The Spirit Bear Coffee co-owner recalls one client in Bella Bella who was charged nearly double per pound of coffee he shipped out to B.C.’s central coast.

It was when Biglin was lamenting those distribution problems with other business leaders two years ago in Penticton at the Aboriginal Business Match development event that the group decided to change the model.

Instead of relying on corporate courier services or ground transportation to get their products to rural clients, the founders of 1 Nation Distribution began exploring the less beaten path when providing clients with shipping services.

“We were a company that learned very quickly how to pack barges and float planes in order to look after our customers,” Biglin recalled.

He said the key to finding the “most economical and value-driven” way to transport clients’ goods to First Nations communities is finding shipping partners that can be flexible and understand the logistical challenges facing these rural locations.

However, Biglin said that can be difficult when much of the transportation industry is dominated by large corporations that won’t budge from the standard rates they set.

“They may tell you they can [ship] throughout the world, but the cost of doing so is exorbitant,” he said.

That’s why 1 Nation Distribution has been entering into strategic partnerships with B.C. companies like Pacific Coastal Airlines.

The Richmond-based carrier flies to 65 communities across B.C. and has more takeoffs from Vancouver International Airport than any other airline after Air Canada (TSX:AC) and WestJet (TSX:WJA).

“Our primary service delivery product is passengers,” said Kevin Boothroyd, Pacific Coastal’s director of sales and marketing. “But one of our secondary or tertiary products is certainly cargo.”

The carrier’s fleet does not include any cargo planes.

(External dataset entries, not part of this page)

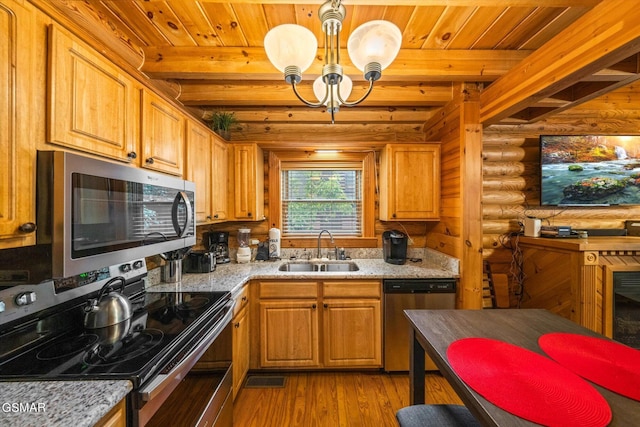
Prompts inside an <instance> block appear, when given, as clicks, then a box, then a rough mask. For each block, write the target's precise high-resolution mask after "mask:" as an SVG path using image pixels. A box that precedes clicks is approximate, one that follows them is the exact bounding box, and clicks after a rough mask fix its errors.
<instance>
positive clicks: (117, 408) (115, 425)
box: [95, 399, 127, 427]
mask: <svg viewBox="0 0 640 427" xmlns="http://www.w3.org/2000/svg"><path fill="white" fill-rule="evenodd" d="M126 425H127V407H126V405H125V399H122V400H121V401H120V402H118V404H116V406H114V407H113V408H111V410H110V411H109V412H107V414H106V415H105V416H104V417H102V418H101V419H100V421H98V422H97V423H96V425H95V427H126Z"/></svg>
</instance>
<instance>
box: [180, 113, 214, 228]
mask: <svg viewBox="0 0 640 427" xmlns="http://www.w3.org/2000/svg"><path fill="white" fill-rule="evenodd" d="M212 154H213V153H212V144H211V131H210V130H209V129H207V128H206V127H204V126H202V125H200V124H198V123H196V122H194V121H192V120H187V171H186V177H187V179H188V180H189V181H193V182H194V183H195V184H196V207H195V210H196V221H197V223H198V225H200V224H203V223H207V222H210V221H211V220H212V219H213V215H212V213H211V193H212V191H211V172H212V170H211V165H212V161H211V156H212Z"/></svg>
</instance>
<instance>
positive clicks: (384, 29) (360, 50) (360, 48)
mask: <svg viewBox="0 0 640 427" xmlns="http://www.w3.org/2000/svg"><path fill="white" fill-rule="evenodd" d="M401 44H402V33H401V32H400V29H399V28H398V27H397V26H396V25H395V24H393V23H391V22H389V21H381V20H378V21H369V22H366V23H364V24H362V25H360V26H359V27H358V28H356V29H355V31H354V32H353V33H351V36H349V40H348V41H347V51H348V52H349V58H351V62H353V65H355V66H356V68H358V69H359V70H360V71H364V69H365V66H366V65H367V64H369V63H371V62H377V63H379V64H380V68H381V69H382V70H384V69H385V68H387V67H388V66H389V64H391V63H392V62H393V60H394V59H396V56H397V55H398V52H399V51H400V45H401Z"/></svg>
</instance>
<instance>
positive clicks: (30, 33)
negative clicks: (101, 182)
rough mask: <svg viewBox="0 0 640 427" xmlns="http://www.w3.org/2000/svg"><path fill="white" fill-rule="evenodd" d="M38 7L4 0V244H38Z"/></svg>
mask: <svg viewBox="0 0 640 427" xmlns="http://www.w3.org/2000/svg"><path fill="white" fill-rule="evenodd" d="M34 33H35V27H34V10H33V8H32V6H31V5H30V4H29V3H27V2H22V1H21V2H14V1H12V0H8V1H7V0H3V2H2V3H0V170H1V171H2V178H0V249H4V248H11V247H18V246H29V245H33V244H35V238H36V234H35V233H34V231H35V209H34V207H35V191H34V183H33V178H32V177H33V175H34V170H33V169H34V167H35V156H34V153H35V151H34V150H35V145H34V141H35V135H34V133H35V132H33V131H32V130H33V129H34V127H35V126H34V124H35V123H34V120H37V117H38V114H34V111H37V110H38V108H40V106H39V105H38V106H37V105H36V103H35V101H34V97H33V93H34V92H33V87H32V84H33V82H34V81H35V80H36V78H35V75H36V71H35V70H36V67H35V52H36V49H35V46H34V45H33V44H34V43H36V41H37V38H36V37H33V34H34Z"/></svg>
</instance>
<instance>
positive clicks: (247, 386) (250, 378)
mask: <svg viewBox="0 0 640 427" xmlns="http://www.w3.org/2000/svg"><path fill="white" fill-rule="evenodd" d="M285 380H286V378H285V377H283V376H280V375H251V376H249V377H247V381H246V382H245V383H244V386H245V387H246V388H278V387H284V382H285Z"/></svg>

“We’re flying aircraft with people, but we have empty space at the back. As a pure business model we want to fill that space, otherwise it’s empty air,” Boothroyd said.

“So [shipping cargo] is gravy money for us in the airline industry.”

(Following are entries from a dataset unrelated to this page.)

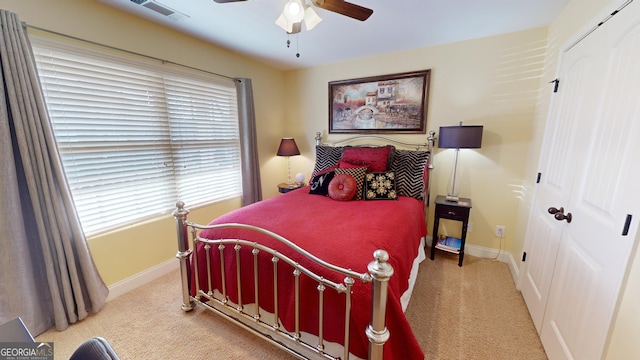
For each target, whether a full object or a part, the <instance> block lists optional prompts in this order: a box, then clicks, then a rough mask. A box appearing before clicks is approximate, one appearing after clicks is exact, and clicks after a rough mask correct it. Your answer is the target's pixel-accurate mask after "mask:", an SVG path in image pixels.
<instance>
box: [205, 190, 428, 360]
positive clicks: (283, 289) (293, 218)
mask: <svg viewBox="0 0 640 360" xmlns="http://www.w3.org/2000/svg"><path fill="white" fill-rule="evenodd" d="M308 192H309V188H308V187H305V188H302V189H299V190H295V191H291V192H289V193H287V194H284V195H279V196H277V197H274V198H271V199H268V200H265V201H261V202H258V203H255V204H253V205H250V206H246V207H244V208H241V209H238V210H236V211H232V212H230V213H228V214H225V215H223V216H221V217H220V218H218V219H216V220H214V221H212V222H211V224H222V223H243V224H250V225H255V226H258V227H261V228H264V229H268V230H271V231H273V232H275V233H277V234H279V235H281V236H283V237H285V238H287V239H289V240H291V241H294V242H295V243H296V244H297V245H299V246H300V247H302V248H303V249H305V250H306V251H308V252H310V253H311V254H313V255H315V256H317V257H319V258H320V259H323V260H325V261H327V262H329V263H332V264H334V265H337V266H341V267H344V268H348V269H352V270H354V271H357V272H361V273H362V272H367V265H368V264H369V263H370V262H371V261H372V260H373V252H374V251H375V250H377V249H384V250H386V251H387V252H388V253H389V263H390V264H391V265H392V266H393V269H394V275H393V276H392V278H391V280H390V282H389V297H388V303H387V317H386V325H387V328H388V329H389V332H390V334H391V336H390V339H389V341H388V342H387V343H386V345H385V348H384V357H385V359H423V358H424V355H423V353H422V350H421V348H420V346H419V344H418V342H417V341H416V339H415V337H414V335H413V333H412V331H411V328H410V326H409V323H408V321H407V319H406V317H405V315H404V313H403V312H402V306H401V303H400V296H401V295H402V293H404V291H405V290H407V288H408V279H409V273H410V270H411V266H412V262H413V260H414V258H415V257H416V256H417V249H418V244H419V241H420V238H421V237H422V236H424V235H426V232H427V231H426V225H425V221H424V218H425V217H424V207H423V203H422V202H420V201H418V200H416V199H414V198H409V197H404V196H403V197H400V199H399V200H377V201H364V200H361V201H347V202H339V201H335V200H332V199H330V198H328V197H324V196H320V195H310V194H309V193H308ZM200 236H201V237H203V238H208V239H219V238H232V239H247V240H252V241H257V242H260V243H262V244H264V245H267V246H269V247H271V248H273V249H276V250H278V251H280V252H282V253H285V254H287V255H288V256H290V257H291V258H293V259H294V260H295V261H297V262H299V263H300V264H302V265H304V266H306V267H307V268H309V269H311V270H312V271H314V272H316V273H320V274H322V273H323V272H322V270H321V269H320V267H319V266H317V265H315V264H313V263H312V262H310V261H309V260H307V259H305V258H304V257H302V256H300V255H297V254H292V251H287V248H286V246H283V245H282V244H280V243H278V242H277V241H275V240H273V239H270V238H269V237H267V236H265V235H262V234H258V233H255V232H251V231H248V230H244V229H224V230H215V231H214V230H204V231H202V232H201V233H200ZM199 245H203V244H202V243H201V244H199ZM250 250H251V249H249V248H247V249H243V252H242V257H241V264H242V268H243V271H247V273H248V274H253V271H252V266H253V263H252V261H253V260H252V257H251V254H250ZM225 251H226V255H225V256H227V257H229V256H231V257H233V256H235V255H233V250H232V249H231V247H229V248H228V249H226V250H225ZM200 254H201V255H200V256H199V258H198V259H199V264H200V267H201V269H200V271H199V276H200V286H201V288H203V289H206V288H207V281H206V269H204V266H203V265H204V263H205V262H204V260H205V258H204V256H203V252H200ZM211 254H212V256H213V257H214V258H217V257H218V255H217V254H218V250H217V249H215V250H214V251H212V252H211ZM261 255H262V254H261ZM264 255H265V258H264V261H261V263H264V264H265V265H264V267H261V268H260V273H259V274H260V276H259V279H260V280H259V281H260V286H261V288H265V289H272V288H273V264H272V263H271V261H270V259H271V257H270V256H266V255H267V254H264ZM280 263H281V264H279V268H278V292H279V299H278V304H279V306H278V311H279V315H280V318H281V321H282V324H283V325H284V327H285V328H286V329H287V331H293V330H294V291H293V281H292V276H291V272H292V269H291V268H290V267H288V266H287V265H286V264H284V262H280ZM261 266H262V265H261ZM235 267H236V265H235V260H234V259H231V261H228V262H227V265H226V274H227V277H226V279H227V280H226V284H227V295H228V296H229V298H230V300H231V301H233V302H237V298H238V294H237V289H236V286H235V284H236V283H235V281H236V280H235V271H236V270H235ZM216 271H217V273H218V275H217V276H213V287H214V288H217V289H220V288H221V281H220V279H219V277H220V275H219V270H218V269H213V272H216ZM343 277H344V276H335V275H334V276H326V278H327V279H330V280H332V281H336V282H342V281H343V280H344V279H343ZM317 285H318V284H317V282H315V281H313V280H311V279H309V278H307V277H305V276H303V277H301V288H302V289H301V294H307V295H304V296H302V295H301V301H300V302H301V310H300V311H301V313H303V314H307V315H308V314H313V315H312V316H306V317H305V318H306V319H305V320H304V321H302V320H301V323H300V327H301V330H302V331H306V332H308V333H312V334H316V335H317V334H318V319H317V315H315V314H317V309H318V302H319V301H318V295H317V294H318V292H317V291H316V290H315V288H316V287H317ZM309 294H310V295H309ZM353 299H354V303H355V304H354V308H353V309H352V313H351V335H350V342H351V345H350V351H351V352H352V353H353V354H355V355H357V356H358V357H361V358H366V357H367V349H368V339H367V337H366V335H365V329H366V327H367V325H368V324H369V320H370V312H371V284H363V283H362V282H361V281H359V280H357V281H356V284H355V285H354V286H353ZM259 301H260V307H261V308H263V309H265V310H267V311H269V312H274V304H273V302H274V301H273V295H272V292H271V291H270V290H269V291H262V292H261V294H260V298H259ZM324 301H325V325H324V329H325V330H324V338H325V340H326V341H332V342H337V343H343V339H344V329H343V326H344V325H343V322H344V295H339V294H334V291H333V290H327V291H325V300H324ZM242 302H243V304H248V303H254V302H255V300H254V295H253V278H252V275H251V276H249V277H247V279H246V280H243V282H242Z"/></svg>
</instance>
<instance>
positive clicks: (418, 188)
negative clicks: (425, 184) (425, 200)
mask: <svg viewBox="0 0 640 360" xmlns="http://www.w3.org/2000/svg"><path fill="white" fill-rule="evenodd" d="M428 163H429V152H428V151H415V150H396V151H395V154H394V155H393V160H392V162H391V170H393V172H395V175H396V190H397V192H398V195H399V196H411V197H414V198H416V199H418V200H424V196H423V193H424V191H425V181H426V175H427V173H426V169H427V164H428Z"/></svg>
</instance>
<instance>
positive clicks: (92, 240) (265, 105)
mask: <svg viewBox="0 0 640 360" xmlns="http://www.w3.org/2000/svg"><path fill="white" fill-rule="evenodd" d="M0 8H2V9H5V10H10V11H13V12H15V13H17V14H18V15H19V16H20V20H22V21H23V22H26V23H27V24H28V25H31V26H36V27H40V28H44V29H47V30H51V31H55V32H59V33H62V34H66V35H70V36H74V37H78V38H81V39H85V40H90V41H94V42H97V43H101V44H106V45H110V46H114V47H116V48H120V49H125V50H130V51H134V52H137V53H142V54H145V55H148V56H153V57H157V58H161V59H165V60H170V61H173V62H176V63H180V64H184V65H189V66H192V67H196V68H200V69H203V70H207V71H211V72H214V73H218V74H221V75H225V76H229V77H247V78H251V79H252V83H253V89H254V93H255V110H256V117H257V131H258V133H259V138H258V152H259V154H260V164H261V165H262V166H261V177H262V184H263V193H264V195H265V197H269V196H274V195H275V194H276V193H277V191H276V189H277V188H276V184H277V183H278V182H280V181H282V180H283V177H282V175H281V174H285V175H284V176H285V177H286V162H284V163H283V162H278V161H277V160H282V159H275V156H274V155H275V151H276V149H277V146H278V142H279V140H280V137H281V136H282V134H281V129H282V127H283V118H284V115H283V107H282V105H281V100H280V99H281V98H280V94H282V93H283V92H284V75H283V73H282V71H280V70H276V69H273V68H271V67H268V66H265V65H262V64H260V63H258V62H256V61H254V60H251V59H249V58H246V57H243V56H240V55H237V54H235V53H232V52H229V51H227V50H224V49H221V48H219V47H215V46H212V45H210V44H208V43H205V42H202V41H200V40H197V39H194V38H191V37H188V36H185V35H182V34H179V33H177V32H174V31H171V30H168V29H166V28H164V27H160V26H157V25H155V24H153V23H151V22H147V21H143V20H140V19H139V18H137V17H133V16H130V15H127V14H125V13H123V12H121V11H118V10H115V9H114V8H111V7H108V6H105V5H102V4H100V3H98V2H96V1H86V0H56V1H6V0H2V1H0ZM30 32H37V33H38V34H41V32H38V31H34V30H30ZM187 205H188V204H187ZM239 206H240V202H239V200H238V199H235V200H232V201H226V202H223V203H221V204H216V205H212V206H209V207H206V208H202V209H192V210H193V211H192V213H191V215H190V218H191V219H194V218H195V219H198V220H199V221H201V222H208V220H210V219H212V218H214V217H216V216H218V215H220V214H223V213H225V212H227V211H229V210H231V209H235V208H237V207H239ZM88 242H89V247H90V249H91V252H92V254H93V257H94V259H95V262H96V265H97V267H98V270H99V271H100V274H101V275H102V277H103V279H104V280H105V282H106V283H107V285H113V284H114V283H117V282H119V281H122V280H125V279H127V278H130V277H132V276H134V275H136V274H138V273H140V272H142V271H144V270H147V269H149V268H152V267H154V266H156V265H159V264H162V263H164V262H166V261H168V260H170V259H172V258H174V257H175V254H176V252H177V244H176V240H175V225H174V220H173V218H172V217H171V216H170V215H167V216H165V217H162V218H160V219H157V220H155V221H149V222H146V223H144V224H141V225H139V226H133V227H129V228H125V229H122V230H119V231H116V232H112V233H109V234H105V235H102V236H96V237H94V238H91V239H89V240H88Z"/></svg>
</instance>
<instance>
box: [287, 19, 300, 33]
mask: <svg viewBox="0 0 640 360" xmlns="http://www.w3.org/2000/svg"><path fill="white" fill-rule="evenodd" d="M300 31H302V21H300V22H297V23H293V28H292V29H291V32H288V34H297V33H299V32H300Z"/></svg>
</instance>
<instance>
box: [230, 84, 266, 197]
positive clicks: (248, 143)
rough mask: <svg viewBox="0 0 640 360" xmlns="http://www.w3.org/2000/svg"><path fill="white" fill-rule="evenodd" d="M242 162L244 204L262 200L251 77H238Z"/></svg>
mask: <svg viewBox="0 0 640 360" xmlns="http://www.w3.org/2000/svg"><path fill="white" fill-rule="evenodd" d="M236 90H237V96H238V120H239V122H240V144H241V145H240V148H241V157H242V160H241V163H242V206H246V205H249V204H253V203H254V202H256V201H260V200H262V184H261V180H260V161H259V159H258V145H257V144H258V141H257V134H256V113H255V109H254V106H253V87H252V85H251V79H244V78H238V79H236Z"/></svg>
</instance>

But he emphasized partnerships with aboriginal businesses like 1 Nation Distribution go beyond seeking out gravy money.

Pacific Coastal’s history goes back four decades when Bella Coola truck logger Darryl Smith earned a pilot’s licence and began flying people in and out of rural work camps in central B.C.

“We owe our very existence to First Nations flyers because of where we started,” Boothroyd said, adding that Biglin’s Spirit Bear Coffee is the coffee served to flyers on the airlines’ flights.

And Biglin said these types of partnerships struck at Aboriginal Business Match are reshaping the viability of many First Nations businesses.

“A lot of big corporations and companies don’t understand how to work with First Nations communities,” he said. “We now represent companies that have never done work with First Nations communities.”